= William Cooper (Puritan) =

William Cooper (fl. 1653) was an English clergyman of Puritan views, chaplain to Elizabeth Stuart, Queen of Bohemia, participant in the Savoy Conference, and ejected minister.

==Life==
He matriculated at Emmanuel College, Cambridge in 1628, graduating B.A, in 1632 and M.A. in 1635.

In 1640 he was appointed minister to the English church at Nijmegen. He married the daughter of the Dutch painter John Le Maire, who was in favour with William Laud, and so obtained the living of Ringmer in Sussex in 1641. Not in fact a Laudian, he showed himself a Puritan. From 1644 to 1648 he was chaplain to Elizabeth Stuart, Queen of Bohemia, and resided in her household at The Hague, where he replaced Sampson Johnson.

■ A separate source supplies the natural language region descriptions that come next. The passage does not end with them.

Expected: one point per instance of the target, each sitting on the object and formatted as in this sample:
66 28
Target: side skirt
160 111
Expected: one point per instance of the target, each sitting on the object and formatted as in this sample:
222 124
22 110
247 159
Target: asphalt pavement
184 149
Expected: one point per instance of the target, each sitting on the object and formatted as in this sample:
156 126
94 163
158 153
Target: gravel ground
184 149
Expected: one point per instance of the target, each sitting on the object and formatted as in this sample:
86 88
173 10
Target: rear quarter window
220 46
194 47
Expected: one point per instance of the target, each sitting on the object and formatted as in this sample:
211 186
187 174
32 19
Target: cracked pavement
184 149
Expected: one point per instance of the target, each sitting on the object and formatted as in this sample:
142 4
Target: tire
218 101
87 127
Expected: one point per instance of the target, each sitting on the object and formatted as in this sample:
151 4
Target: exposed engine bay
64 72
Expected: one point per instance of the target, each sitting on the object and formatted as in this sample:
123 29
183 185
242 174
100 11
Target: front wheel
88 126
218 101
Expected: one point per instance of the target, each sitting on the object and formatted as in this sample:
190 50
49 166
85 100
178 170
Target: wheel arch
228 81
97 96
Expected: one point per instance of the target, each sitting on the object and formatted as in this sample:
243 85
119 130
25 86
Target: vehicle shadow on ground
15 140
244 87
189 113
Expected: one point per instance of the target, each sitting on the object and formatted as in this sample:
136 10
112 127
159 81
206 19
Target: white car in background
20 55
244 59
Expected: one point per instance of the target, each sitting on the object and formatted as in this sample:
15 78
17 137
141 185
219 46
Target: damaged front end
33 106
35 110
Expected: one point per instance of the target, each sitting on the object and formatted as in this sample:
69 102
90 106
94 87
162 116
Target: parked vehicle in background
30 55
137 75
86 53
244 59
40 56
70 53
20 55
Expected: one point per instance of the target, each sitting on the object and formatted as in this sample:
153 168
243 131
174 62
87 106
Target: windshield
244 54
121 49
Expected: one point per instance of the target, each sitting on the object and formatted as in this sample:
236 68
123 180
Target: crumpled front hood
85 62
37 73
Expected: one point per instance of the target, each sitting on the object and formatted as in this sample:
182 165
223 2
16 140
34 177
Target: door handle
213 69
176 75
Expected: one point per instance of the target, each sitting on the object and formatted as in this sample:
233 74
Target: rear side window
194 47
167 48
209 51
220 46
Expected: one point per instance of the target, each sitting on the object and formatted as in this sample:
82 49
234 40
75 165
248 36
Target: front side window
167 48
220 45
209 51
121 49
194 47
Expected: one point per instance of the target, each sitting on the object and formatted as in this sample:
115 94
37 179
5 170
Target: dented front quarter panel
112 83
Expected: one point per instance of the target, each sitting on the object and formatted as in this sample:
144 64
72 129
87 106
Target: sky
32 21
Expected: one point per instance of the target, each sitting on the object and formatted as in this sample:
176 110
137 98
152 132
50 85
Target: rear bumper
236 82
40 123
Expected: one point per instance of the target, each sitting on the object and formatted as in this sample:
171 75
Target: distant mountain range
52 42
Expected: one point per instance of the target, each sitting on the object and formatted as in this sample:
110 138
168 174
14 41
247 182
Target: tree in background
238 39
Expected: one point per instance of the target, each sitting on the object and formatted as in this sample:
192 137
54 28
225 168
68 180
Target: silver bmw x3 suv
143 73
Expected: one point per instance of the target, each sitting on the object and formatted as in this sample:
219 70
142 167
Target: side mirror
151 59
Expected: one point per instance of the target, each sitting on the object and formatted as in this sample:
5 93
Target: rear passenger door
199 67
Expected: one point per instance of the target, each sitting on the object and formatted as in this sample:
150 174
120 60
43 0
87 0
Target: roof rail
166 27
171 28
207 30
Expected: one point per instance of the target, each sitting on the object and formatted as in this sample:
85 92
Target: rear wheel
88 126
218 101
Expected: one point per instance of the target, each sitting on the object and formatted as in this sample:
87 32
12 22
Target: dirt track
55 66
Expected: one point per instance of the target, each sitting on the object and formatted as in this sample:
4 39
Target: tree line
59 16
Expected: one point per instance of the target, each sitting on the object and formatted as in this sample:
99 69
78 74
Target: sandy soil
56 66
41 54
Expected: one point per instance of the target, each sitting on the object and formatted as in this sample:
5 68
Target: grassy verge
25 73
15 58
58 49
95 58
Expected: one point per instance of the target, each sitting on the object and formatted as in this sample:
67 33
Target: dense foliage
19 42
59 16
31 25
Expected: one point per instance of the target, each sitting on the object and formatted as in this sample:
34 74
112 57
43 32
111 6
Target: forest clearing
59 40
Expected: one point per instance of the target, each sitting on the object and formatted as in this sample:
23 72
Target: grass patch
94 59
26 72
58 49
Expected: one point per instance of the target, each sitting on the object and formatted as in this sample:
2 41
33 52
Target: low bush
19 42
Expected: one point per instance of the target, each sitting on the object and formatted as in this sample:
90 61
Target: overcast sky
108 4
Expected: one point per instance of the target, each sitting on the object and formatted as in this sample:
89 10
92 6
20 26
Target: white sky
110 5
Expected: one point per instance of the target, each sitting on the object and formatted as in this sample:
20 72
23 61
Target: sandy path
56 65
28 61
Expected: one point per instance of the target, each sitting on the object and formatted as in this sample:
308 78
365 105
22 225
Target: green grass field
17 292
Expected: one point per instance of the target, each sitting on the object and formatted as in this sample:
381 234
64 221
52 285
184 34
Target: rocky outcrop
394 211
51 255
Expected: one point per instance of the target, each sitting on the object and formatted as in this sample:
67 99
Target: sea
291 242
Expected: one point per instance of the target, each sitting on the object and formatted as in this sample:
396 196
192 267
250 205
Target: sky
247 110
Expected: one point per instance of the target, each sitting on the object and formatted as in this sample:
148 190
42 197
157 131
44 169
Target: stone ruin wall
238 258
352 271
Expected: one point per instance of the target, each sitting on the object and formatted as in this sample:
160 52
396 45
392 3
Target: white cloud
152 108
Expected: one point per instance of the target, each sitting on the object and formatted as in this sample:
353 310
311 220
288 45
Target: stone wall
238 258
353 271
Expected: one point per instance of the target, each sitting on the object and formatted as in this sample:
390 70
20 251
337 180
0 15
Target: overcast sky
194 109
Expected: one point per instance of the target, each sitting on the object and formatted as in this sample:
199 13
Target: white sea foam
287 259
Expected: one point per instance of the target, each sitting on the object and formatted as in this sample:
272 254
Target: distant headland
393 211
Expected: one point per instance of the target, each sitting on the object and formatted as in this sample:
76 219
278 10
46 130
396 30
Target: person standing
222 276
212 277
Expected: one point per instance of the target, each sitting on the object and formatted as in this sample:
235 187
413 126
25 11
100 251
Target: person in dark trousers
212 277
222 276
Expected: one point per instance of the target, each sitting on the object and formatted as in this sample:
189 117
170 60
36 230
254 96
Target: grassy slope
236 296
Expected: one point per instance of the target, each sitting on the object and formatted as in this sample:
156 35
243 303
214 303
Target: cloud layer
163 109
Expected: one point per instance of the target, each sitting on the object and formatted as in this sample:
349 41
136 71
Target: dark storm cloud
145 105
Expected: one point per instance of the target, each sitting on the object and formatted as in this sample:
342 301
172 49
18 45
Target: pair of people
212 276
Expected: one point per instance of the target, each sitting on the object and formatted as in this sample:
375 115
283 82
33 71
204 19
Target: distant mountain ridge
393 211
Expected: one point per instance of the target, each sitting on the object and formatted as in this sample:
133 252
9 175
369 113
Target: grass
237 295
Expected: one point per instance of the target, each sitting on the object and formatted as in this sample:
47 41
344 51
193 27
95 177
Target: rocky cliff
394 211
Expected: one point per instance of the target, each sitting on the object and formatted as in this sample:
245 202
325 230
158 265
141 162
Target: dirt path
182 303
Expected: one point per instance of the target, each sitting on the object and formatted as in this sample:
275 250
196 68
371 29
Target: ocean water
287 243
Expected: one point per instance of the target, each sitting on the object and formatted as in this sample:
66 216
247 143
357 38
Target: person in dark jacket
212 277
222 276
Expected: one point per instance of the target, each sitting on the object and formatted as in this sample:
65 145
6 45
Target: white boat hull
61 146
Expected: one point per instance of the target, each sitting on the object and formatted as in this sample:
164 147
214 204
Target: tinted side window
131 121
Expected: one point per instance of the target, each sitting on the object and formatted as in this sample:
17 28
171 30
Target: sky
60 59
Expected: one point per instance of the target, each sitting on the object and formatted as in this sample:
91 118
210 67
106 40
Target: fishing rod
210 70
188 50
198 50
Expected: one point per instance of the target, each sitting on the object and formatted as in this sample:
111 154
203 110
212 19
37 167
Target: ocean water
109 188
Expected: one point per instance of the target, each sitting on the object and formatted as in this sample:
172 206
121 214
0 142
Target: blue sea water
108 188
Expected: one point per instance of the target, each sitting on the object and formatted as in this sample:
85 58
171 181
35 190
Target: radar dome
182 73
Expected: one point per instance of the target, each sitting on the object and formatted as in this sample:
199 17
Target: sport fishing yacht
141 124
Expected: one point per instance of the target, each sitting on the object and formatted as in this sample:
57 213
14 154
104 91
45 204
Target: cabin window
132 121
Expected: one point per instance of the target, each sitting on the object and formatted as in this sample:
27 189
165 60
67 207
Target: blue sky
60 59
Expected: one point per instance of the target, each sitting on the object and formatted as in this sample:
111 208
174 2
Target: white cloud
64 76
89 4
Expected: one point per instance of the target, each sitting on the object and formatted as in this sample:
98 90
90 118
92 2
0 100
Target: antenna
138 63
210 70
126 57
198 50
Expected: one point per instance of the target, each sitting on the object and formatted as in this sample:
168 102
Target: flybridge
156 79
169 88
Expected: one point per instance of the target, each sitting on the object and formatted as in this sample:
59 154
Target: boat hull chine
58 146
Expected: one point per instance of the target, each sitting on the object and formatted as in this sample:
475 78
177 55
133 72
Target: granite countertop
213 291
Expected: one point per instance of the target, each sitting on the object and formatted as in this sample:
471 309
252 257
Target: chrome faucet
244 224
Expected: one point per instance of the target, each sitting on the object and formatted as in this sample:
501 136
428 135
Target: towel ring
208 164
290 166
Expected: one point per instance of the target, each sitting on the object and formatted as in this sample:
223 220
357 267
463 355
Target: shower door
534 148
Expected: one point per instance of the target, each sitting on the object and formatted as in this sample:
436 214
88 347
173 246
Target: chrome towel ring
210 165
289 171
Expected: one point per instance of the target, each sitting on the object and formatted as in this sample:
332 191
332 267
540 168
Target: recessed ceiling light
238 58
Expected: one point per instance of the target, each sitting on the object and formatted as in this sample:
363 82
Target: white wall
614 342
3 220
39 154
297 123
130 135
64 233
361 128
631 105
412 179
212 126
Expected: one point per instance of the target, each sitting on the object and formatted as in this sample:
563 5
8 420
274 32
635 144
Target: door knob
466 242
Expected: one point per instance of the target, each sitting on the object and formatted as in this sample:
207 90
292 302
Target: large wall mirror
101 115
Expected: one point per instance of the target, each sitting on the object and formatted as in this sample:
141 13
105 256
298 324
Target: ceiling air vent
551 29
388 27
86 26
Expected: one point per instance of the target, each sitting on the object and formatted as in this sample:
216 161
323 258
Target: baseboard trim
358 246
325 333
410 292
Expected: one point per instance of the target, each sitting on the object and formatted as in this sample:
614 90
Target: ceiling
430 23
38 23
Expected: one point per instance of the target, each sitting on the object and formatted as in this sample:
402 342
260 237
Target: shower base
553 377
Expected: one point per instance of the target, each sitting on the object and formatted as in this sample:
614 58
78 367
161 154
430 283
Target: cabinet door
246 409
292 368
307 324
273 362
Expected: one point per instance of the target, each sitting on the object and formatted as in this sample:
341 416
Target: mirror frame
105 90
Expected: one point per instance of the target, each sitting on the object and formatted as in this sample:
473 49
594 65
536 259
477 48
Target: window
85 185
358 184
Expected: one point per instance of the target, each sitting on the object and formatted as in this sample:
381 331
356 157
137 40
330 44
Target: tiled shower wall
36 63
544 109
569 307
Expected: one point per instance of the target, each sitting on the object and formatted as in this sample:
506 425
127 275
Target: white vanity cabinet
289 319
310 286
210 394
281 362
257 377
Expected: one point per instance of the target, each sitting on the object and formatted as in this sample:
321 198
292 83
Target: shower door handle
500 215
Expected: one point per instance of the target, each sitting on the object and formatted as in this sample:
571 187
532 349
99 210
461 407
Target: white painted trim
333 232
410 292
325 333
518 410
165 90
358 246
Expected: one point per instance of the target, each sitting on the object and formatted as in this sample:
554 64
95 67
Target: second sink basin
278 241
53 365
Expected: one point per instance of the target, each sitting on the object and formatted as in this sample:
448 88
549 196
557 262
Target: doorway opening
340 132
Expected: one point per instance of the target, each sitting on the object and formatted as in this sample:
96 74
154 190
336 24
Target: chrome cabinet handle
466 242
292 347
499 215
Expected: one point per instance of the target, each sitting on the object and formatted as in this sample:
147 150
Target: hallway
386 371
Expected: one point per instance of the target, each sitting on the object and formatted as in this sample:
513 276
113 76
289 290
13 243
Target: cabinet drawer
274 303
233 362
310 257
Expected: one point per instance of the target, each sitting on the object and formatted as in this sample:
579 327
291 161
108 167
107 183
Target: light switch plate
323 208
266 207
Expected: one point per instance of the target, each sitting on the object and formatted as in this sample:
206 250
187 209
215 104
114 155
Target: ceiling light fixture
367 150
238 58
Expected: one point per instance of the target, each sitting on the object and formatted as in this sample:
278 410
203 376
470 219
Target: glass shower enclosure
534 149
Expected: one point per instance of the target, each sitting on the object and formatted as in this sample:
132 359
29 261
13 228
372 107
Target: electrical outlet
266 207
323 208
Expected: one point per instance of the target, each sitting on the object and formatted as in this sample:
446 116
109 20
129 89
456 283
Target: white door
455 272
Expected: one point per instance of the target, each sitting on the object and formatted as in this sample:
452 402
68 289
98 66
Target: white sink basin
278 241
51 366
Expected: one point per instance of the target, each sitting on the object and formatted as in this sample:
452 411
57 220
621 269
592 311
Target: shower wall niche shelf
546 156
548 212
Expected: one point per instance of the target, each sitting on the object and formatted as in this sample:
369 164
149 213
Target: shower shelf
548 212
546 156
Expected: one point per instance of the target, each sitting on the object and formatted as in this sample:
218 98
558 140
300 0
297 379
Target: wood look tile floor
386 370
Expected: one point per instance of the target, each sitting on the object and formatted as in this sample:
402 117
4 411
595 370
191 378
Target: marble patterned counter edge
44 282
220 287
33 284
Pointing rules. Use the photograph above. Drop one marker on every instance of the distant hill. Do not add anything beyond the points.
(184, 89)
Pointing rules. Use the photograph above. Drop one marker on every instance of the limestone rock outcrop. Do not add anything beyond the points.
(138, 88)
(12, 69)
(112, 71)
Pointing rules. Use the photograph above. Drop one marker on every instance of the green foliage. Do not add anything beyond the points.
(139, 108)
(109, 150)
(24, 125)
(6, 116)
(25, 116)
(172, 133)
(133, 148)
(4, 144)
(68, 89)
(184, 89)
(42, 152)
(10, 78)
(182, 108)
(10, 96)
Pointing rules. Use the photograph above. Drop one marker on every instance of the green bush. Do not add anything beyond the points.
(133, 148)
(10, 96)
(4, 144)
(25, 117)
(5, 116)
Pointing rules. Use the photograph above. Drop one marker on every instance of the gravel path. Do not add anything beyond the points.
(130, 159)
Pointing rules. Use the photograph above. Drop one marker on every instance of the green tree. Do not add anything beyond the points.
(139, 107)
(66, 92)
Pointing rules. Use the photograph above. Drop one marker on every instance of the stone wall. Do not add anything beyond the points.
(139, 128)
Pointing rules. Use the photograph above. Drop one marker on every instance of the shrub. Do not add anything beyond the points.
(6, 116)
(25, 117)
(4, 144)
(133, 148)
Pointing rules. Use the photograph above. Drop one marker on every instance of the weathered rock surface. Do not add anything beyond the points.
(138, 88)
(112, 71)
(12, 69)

This was a deal under which she would receive again an English pension, but was required to dismiss Johnson and take on Cooper, who had the approval of the Long Parliament. After her brother's execution in 1649 there was no further question of her accepting Parliament's nominee, and she appointed William Stamp around 1650, and then George Morley.

In 1653 he was appointed to examine candidates for the ministry. He was ejected from St Olave's Church in the parish of Southwark St Olave, in 1662, where he had worked in tandem with Ralph Venning, and in 1681 was confined in the crown office. He was alive in 1683.

==Works==
He published several sermons, some of them edited by Samuel Annesley in his Morning Exercises at Cripplegate, and he wrote the annotations on the Book of Daniel in Matthew Poole's Commentary.